My wish for Ends of the Earth, however, was that it had more overt relevance as a story. What I liked about The Circle, in addition to being an exciting tale of Wonder Woman challenging both rogue Nazis and errant Amazons who invaded Themiscyria, was that it suggested a change to Wonder Woman's origin; not every story has to be an origin story, of course, but one undoubtedly had the sense that Circle mattered. While there's evidence that threads of Ends of the Earth will be addressed again, Wonder Woman essentially goes, sees, and conquers, and the same for "Star in the Heavens." The next Wonder Woman collection, Rise of the Olympian, begins a major storyline that DC's advertised on par with Superman: New Krypton and Batman: RIP; to that end, Ends of the Earth felt a bit like the filler in between.

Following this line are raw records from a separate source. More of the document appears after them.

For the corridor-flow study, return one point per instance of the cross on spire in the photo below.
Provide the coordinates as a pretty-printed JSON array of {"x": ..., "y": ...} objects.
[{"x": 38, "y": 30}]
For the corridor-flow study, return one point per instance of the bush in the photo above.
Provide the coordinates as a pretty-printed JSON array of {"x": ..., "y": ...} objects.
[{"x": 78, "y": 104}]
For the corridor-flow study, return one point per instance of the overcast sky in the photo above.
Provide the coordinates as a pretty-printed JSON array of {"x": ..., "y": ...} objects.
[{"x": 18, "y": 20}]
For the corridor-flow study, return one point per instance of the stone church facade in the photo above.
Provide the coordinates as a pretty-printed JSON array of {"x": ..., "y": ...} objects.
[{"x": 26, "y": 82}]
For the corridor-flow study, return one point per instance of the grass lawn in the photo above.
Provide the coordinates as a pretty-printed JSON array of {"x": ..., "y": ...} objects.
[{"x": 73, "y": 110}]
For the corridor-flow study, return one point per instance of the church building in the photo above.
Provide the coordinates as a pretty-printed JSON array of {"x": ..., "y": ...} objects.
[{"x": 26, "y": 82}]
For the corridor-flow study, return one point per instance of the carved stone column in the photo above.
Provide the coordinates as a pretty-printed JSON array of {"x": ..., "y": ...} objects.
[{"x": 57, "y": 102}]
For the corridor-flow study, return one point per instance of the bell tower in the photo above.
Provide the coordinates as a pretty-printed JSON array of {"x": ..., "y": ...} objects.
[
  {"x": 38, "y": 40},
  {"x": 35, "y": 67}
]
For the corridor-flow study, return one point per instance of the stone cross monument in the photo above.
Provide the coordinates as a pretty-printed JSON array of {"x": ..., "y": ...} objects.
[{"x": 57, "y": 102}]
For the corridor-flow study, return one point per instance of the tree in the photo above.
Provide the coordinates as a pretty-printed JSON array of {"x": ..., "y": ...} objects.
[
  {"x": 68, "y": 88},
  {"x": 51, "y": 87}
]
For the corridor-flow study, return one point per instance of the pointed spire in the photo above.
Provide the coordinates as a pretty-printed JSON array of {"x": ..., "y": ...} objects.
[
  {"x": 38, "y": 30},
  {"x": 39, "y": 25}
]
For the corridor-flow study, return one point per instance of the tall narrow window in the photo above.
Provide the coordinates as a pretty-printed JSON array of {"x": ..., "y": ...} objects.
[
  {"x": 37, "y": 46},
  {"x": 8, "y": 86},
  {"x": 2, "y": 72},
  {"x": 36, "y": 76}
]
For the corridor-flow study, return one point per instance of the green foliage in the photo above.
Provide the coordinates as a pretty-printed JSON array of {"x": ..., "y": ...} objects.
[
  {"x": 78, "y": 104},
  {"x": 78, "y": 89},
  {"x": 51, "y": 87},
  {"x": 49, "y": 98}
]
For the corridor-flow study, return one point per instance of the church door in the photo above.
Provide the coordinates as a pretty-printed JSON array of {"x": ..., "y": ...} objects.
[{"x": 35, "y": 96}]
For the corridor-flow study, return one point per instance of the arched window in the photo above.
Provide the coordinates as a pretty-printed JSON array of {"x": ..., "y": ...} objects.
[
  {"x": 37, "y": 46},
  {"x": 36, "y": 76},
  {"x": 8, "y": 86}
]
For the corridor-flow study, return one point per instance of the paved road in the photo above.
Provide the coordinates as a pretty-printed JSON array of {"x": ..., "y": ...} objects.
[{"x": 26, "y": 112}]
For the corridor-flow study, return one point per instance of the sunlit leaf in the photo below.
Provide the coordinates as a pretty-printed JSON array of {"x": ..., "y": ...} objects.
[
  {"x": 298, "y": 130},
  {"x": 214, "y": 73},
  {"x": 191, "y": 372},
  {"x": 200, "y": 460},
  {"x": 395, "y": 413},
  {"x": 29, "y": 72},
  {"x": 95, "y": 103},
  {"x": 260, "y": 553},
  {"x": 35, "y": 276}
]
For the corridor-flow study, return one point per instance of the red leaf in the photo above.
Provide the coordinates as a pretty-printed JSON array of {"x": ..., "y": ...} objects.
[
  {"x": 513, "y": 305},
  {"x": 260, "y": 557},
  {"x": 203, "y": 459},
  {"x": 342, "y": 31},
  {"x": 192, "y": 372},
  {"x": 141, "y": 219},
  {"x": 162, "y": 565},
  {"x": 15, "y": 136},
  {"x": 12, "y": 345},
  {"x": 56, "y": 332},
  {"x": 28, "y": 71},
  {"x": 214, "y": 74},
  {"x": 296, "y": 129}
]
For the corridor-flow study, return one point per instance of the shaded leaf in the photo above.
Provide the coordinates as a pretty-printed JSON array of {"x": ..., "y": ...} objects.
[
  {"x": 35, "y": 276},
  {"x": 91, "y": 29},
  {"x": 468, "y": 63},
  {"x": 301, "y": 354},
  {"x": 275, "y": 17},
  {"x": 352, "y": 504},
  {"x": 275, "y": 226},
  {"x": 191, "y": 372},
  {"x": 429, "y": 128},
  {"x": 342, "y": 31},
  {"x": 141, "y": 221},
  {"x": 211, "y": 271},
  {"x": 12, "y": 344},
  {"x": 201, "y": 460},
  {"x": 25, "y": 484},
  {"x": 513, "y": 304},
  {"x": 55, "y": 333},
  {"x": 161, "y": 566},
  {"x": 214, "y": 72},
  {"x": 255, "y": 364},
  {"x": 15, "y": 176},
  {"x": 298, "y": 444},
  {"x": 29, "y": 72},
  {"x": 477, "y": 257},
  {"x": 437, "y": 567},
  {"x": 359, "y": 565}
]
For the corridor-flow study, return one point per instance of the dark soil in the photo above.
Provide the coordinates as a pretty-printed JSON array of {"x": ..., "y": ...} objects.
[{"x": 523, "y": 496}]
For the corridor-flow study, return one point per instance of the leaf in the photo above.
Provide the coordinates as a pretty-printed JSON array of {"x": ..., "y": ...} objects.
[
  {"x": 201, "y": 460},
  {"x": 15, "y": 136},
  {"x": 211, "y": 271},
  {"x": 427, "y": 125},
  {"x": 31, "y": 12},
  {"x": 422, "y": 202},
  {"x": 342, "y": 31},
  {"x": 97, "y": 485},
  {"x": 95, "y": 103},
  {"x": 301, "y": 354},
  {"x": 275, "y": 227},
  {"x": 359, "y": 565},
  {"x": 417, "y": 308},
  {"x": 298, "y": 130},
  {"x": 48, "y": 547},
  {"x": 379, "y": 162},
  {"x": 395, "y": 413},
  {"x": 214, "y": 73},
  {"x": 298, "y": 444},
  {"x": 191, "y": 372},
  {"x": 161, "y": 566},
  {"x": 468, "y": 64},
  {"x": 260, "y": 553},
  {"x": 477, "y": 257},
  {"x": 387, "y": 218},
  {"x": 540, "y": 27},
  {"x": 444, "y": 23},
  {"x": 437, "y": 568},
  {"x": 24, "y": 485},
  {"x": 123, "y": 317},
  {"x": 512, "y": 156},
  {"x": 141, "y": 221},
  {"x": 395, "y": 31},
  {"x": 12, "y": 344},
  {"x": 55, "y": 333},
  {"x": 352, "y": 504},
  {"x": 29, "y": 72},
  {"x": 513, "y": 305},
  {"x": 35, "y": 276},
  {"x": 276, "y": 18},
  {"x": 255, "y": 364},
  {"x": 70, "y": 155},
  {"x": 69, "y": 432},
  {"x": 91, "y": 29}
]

Of course, I continue to be fascinated by the burgeoning relationship Simone writes between Wonder Woman and Tom "Nemesis" Tresser. While the story of Tom misunderstanding the gorillas in Diana's apartment felt silly (more filler, really), Nemesis's conversations with Donna Troy and Hippolyta leave no doubt that Simone's planning to "go there" -- that is, have Wonder Woman and Nemesis become intimate. Not that there's anything wrong with that -- it's a ridiculous double-standard that Batman can sleep with anyone he meets and Superman can marry Lois Lane, but Wonder Woman must remain celibate -- but I'm amazed that in the world of up-to-the-minute comics journalism, I've not seen one article or editorial addressing what's coming. It ought not be such a big deal, but I bet it will be -- what do you think of the Wonder Woman/Nemesis storyline?
Rise of the Olympian, it seems, doesn't come out until November, and I'm disappointed we have to wait that long for the next chapter. I like Simone's Wonder Woman, even if the stories themselves haven't yet crystalized for me, and I'm hoping Olympian is the book where it all comes together.